But here’s the key — don’t strip your garden bare. Leaving seed heads from plants like coneflowers, ornamental grasses, and black-eyed Susans not only adds winter beauty but also provides food for birds.
Pro tip: Chop healthy plant material and mix it into your compost rather than burning or tossing it.
Feed the Soil, Don’t Disturb It
After cleaning up, focus on nourishing your soil. Add a 2–3 inch layer of organic mulch — shredded leaves, straw, compost, or bark chips.
This protects roots, reduces erosion, and feeds beneficial microbes all winter long.
Avoid tilling in fall — it disrupts soil life and structure just when it’s trying to settle in for dormancy.
Lawn Love Before the Snow
Your lawn needs a bit of care before the snow blanket arrives:
- Final mow: Cut to about 2 inches tall to prevent snow mould.
- Aerate and top-dress: Improves oxygen and water flow for stronger roots.
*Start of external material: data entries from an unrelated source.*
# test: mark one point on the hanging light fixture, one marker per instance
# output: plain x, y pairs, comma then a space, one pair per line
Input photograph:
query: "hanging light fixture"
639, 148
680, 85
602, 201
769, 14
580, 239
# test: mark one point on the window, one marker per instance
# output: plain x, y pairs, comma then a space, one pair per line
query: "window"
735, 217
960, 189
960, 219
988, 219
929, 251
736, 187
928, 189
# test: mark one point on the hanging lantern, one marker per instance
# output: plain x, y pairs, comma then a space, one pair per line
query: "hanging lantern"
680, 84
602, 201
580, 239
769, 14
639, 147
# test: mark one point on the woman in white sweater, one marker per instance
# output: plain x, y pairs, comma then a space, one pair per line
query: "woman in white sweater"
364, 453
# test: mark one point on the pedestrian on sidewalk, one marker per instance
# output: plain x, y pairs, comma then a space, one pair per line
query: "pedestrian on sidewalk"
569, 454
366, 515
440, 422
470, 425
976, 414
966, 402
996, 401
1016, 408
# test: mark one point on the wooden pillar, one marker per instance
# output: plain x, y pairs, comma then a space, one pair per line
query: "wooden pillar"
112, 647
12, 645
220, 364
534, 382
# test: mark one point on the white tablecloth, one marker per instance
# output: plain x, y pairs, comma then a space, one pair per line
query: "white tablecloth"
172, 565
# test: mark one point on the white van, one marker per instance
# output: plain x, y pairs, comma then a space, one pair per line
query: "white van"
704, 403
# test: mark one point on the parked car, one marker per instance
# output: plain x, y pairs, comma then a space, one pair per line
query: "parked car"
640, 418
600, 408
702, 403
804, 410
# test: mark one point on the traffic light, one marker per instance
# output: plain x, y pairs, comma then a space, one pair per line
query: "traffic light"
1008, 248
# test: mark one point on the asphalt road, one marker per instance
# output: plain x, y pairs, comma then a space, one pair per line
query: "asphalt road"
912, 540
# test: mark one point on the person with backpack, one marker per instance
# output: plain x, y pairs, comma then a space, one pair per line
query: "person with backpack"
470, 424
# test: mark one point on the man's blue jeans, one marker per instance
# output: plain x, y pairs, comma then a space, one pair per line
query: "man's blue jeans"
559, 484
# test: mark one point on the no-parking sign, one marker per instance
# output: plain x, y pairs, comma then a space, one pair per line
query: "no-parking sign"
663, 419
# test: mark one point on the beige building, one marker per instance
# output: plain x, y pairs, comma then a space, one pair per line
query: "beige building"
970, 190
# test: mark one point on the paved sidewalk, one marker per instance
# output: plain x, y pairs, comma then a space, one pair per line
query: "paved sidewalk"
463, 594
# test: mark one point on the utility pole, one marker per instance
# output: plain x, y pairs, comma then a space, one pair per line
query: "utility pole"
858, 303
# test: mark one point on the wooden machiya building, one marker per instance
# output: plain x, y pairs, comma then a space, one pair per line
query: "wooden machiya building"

- Overseed bare patches: Seeds will rest over winter and sprout early come spring.
- Bonus tip: Leave a few chopped leaves on your lawn — they decompose into natural fertilizer.
Veggie Garden Wrap-Up
Pull out spent plants and remove stakes, cages, or trellises.
For soil protection, either spread compost or plant a cover crop like winter rye or clover — these hold nutrients and improve soil texture.
Harvest tender crops before frost, but you can leave hardy veggies like kale and parsnips to sweeten up in the cold.